I was wearing black yoga pants (the stay-at-home mom standard uniform) a brown cashmere sweater (because all my sweatshirts were dirty) and a black and white striped shirt. I was wearing socks with shoes that should never have socks with them. And as I huddled in the corner of Starbucks, I dumped a coconut milk latte down the front of myself as I fumbled for caffeine and my sanity.

Motherhood is hard.

And you know when it gets harder? When you really, really, really try. Anyone can be a mom for a day. Or a week. Or  a month. All it takes is a ready supply of "Daniel Tiger's Neighborhood," animal crackers, and coffee. Honestly, some days of motherhood are a breeze. Plop kids down in front of a TV (or an "iPLad" as it is affectionately known in our house.), then enjoy your third cup of coffee, throw some mac'n'cheese their way at lunch time, and try to get everyone in bed and comatose by 7. No biggie.

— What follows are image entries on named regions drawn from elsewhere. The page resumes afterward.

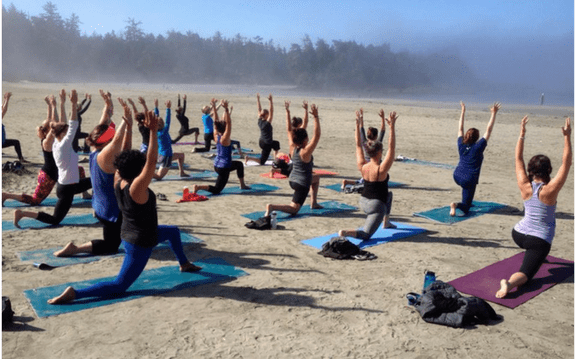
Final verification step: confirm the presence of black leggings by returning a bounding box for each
[208,161,244,194]
[511,229,551,279]
[194,133,214,152]
[2,138,24,160]
[36,177,92,225]
[91,212,122,255]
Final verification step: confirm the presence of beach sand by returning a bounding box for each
[2,83,574,358]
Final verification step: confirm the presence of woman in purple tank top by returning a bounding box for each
[495,116,573,298]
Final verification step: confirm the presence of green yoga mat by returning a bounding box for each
[17,232,203,269]
[24,258,248,318]
[242,201,357,222]
[413,201,506,224]
[2,214,98,232]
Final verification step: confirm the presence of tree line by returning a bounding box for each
[2,2,475,91]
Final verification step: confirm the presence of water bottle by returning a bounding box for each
[423,270,435,290]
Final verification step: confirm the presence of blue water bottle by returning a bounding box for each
[423,270,435,290]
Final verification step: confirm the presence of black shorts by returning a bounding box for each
[289,181,311,206]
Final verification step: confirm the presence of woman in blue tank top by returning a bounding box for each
[495,116,573,298]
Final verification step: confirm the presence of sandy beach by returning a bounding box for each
[2,82,574,358]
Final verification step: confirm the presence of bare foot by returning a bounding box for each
[495,279,509,298]
[449,202,457,217]
[48,287,76,304]
[184,262,202,273]
[14,209,24,228]
[54,242,78,257]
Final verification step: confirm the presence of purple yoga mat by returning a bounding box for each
[449,252,573,309]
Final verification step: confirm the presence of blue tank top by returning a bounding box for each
[214,135,232,168]
[90,151,120,222]
[515,182,557,244]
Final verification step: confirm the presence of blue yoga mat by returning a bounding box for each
[2,214,98,232]
[242,201,357,222]
[152,171,218,182]
[301,222,427,249]
[24,258,248,318]
[17,232,203,269]
[4,197,92,208]
[176,183,280,197]
[413,201,505,224]
[323,181,405,192]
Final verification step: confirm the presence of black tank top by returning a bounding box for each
[114,183,158,248]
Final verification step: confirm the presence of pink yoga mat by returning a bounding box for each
[449,252,573,309]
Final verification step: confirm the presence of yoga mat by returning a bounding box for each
[2,214,98,232]
[301,222,427,249]
[17,232,203,269]
[413,201,505,224]
[176,183,280,197]
[395,155,456,170]
[24,258,248,318]
[4,197,92,208]
[242,201,357,222]
[322,181,405,192]
[152,171,218,182]
[449,252,573,309]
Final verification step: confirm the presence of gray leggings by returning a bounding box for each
[356,192,393,241]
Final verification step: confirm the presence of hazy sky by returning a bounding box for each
[3,0,574,95]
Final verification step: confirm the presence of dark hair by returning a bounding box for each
[463,128,479,145]
[214,121,226,134]
[367,127,378,141]
[291,116,303,128]
[292,128,308,147]
[86,125,109,146]
[51,122,68,138]
[527,155,553,184]
[114,150,146,182]
[364,140,383,157]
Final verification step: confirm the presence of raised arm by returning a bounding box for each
[483,102,501,141]
[546,117,573,203]
[379,111,399,173]
[2,92,12,118]
[130,111,158,204]
[300,103,321,163]
[457,101,465,138]
[355,110,365,172]
[515,116,532,200]
[301,100,309,129]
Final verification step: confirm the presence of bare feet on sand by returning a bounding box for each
[495,279,509,298]
[48,287,76,304]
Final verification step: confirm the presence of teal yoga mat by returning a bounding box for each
[24,258,248,318]
[176,183,280,197]
[17,232,203,269]
[4,197,92,208]
[2,214,98,232]
[413,201,506,224]
[301,222,427,249]
[242,201,357,222]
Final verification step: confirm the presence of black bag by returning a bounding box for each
[2,297,14,324]
[245,216,272,230]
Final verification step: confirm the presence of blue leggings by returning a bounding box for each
[75,226,188,299]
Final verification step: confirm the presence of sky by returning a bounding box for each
[3,0,574,97]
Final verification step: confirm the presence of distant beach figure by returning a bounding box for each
[48,111,201,304]
[14,89,92,228]
[265,102,323,217]
[449,102,501,216]
[193,98,250,194]
[2,92,28,163]
[245,93,280,166]
[339,110,397,240]
[495,116,573,298]
[172,94,200,143]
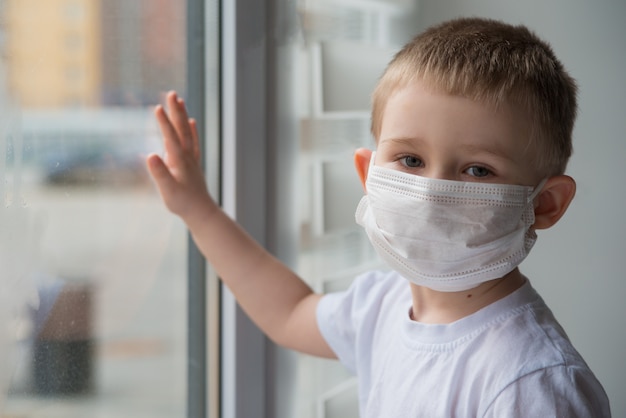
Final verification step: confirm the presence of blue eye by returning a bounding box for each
[466,165,491,177]
[401,155,424,168]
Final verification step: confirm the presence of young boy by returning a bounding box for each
[147,19,610,418]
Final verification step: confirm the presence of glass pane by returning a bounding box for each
[275,0,418,418]
[0,0,187,418]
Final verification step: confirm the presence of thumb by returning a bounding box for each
[146,154,176,195]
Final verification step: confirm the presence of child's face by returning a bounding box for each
[375,79,541,186]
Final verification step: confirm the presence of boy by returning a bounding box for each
[147,19,610,417]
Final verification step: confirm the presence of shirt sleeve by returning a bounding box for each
[484,366,611,418]
[316,272,398,374]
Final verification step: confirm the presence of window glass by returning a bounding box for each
[0,0,187,418]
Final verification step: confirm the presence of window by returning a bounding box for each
[0,0,212,418]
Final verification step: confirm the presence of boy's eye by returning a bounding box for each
[466,165,491,177]
[401,155,424,168]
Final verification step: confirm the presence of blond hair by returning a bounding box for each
[371,18,577,175]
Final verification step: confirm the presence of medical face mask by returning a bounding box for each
[356,155,543,292]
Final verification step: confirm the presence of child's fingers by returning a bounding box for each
[189,118,200,162]
[154,105,182,161]
[146,154,176,197]
[167,91,193,150]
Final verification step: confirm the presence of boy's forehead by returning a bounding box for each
[378,82,533,165]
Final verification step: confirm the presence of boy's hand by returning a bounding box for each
[146,91,215,220]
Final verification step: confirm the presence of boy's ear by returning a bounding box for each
[354,148,372,190]
[533,175,576,229]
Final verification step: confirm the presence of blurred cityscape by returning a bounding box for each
[0,0,186,418]
[0,0,186,109]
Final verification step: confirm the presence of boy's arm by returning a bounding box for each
[147,92,335,358]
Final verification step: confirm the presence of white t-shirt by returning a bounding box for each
[317,272,610,418]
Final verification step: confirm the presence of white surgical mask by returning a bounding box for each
[356,154,543,292]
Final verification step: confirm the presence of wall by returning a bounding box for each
[418,0,626,417]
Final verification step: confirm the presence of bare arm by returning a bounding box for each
[147,92,335,358]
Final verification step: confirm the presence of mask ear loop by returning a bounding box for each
[527,178,548,203]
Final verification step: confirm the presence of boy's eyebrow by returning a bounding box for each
[459,144,515,161]
[380,137,419,145]
[380,137,515,161]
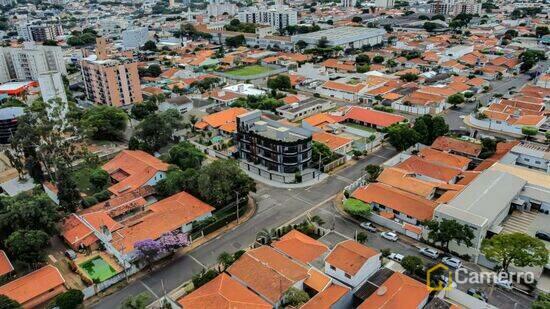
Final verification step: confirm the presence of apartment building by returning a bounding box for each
[17,21,63,42]
[81,57,143,107]
[236,110,312,173]
[0,42,67,83]
[238,7,298,29]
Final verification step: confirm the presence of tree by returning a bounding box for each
[401,255,424,275]
[57,164,81,213]
[267,75,292,90]
[142,40,157,51]
[283,286,309,308]
[4,230,50,265]
[521,126,539,138]
[120,292,149,309]
[427,219,474,251]
[134,239,164,268]
[387,124,421,151]
[218,251,235,271]
[197,160,256,208]
[481,233,548,272]
[191,268,218,289]
[399,73,418,82]
[134,109,183,153]
[0,295,23,309]
[81,105,128,141]
[372,55,384,64]
[90,168,109,192]
[365,164,382,182]
[53,289,84,309]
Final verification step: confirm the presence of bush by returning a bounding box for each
[344,198,372,218]
[82,196,98,208]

But when you try... when you discipline, when you try to review Sunday school lessons and they don't listen. When you try story time, craft time, teaching time, meal time... and you enter each activity with a goal, with a purpose, with a direction (that your kids couldn't care less about). THAT'S when it gets tough.

We hear it over and over and over and over, "Disciple your kids. Teach your kids. Invest in your kids."

Guess what.

That's exhausting. It's hard. It's brutal. It's grueling. It's not a pretty Hallmark Card, it's a failed Jackson Pollock.

We think glowing white Instagram perfection.

We get cold sweet potatoes stuck to the bottoms of our feet.

When we expect kids to sit still, when we require immediate obedience, when we dish out consequences for both good and bad behavior, when we faithfully study our children and design environments and tasks to encourage strengths and bolster weaknesses... that's when it's hard. It's exhausting. It's minute by minute faithfulness. It's discipleship.

So, I'm here, as one tired mama to another, wanting to help. If I could, I would pour you a cup of coffee and we could sob and laugh and celebrate and moan over this tricky road of parenting.

I can't really do that... So, I'm offering this: The Busy Mom's Advent Calendar. Here's the deal: there are only 12 days. If you're like me you will forget some days, so this guarantees there's no irreparable falling behind. You could even (almost!) get through it twice before Christmas! It comes with a little teaching paragraph for each day.

Just go up to the top, right-hand corner of this blog and click "Subscribe," and I'll pop this little advent calendar in your mailbox today. Easy-peasy. (Please be aware, emails may not arrive until around 4 p.m. on the date you request this calendar.)

Just print it double sided, cut along the lines, and you're ready to go. No folding, no glueing, no elaborate set-up. Just a basic little tool to help you with your teaching and discipleship during this sticky-peppermint season with your littles.

I laminated mine (because I'm addicted to laminating. Hard core. In love. LAMINATE-ALL-THE-THINGS!), and we used little clothes pins for kicks and giggles (because hello, Target dollar section, you clearly have my number).

The separate daily pictures come together to make one big picture highlighting multiple aspects of Christ's advent. As a kid I always liked uncovering the whole picture. It's how my mom got me to eat oatmeal: she put it in a bowl with a picture at the bottom.

I still don't like oatmeal. But that bunny bowl was pretty amazing.

I love you, tired mama. And I'm with you. And next time you see a mismatched, bleary-eyed, mascara-crumbling, poorly dressed woman huddled in the corner of your Starbucks... just smile understandingly. And maybe buy her a peppermint latte.

Nope. Scratch that. Definitely buy her a peppermint latte.

Motherhood is hard, ya'll. Let's be faithful soldiers together. Happy Advent!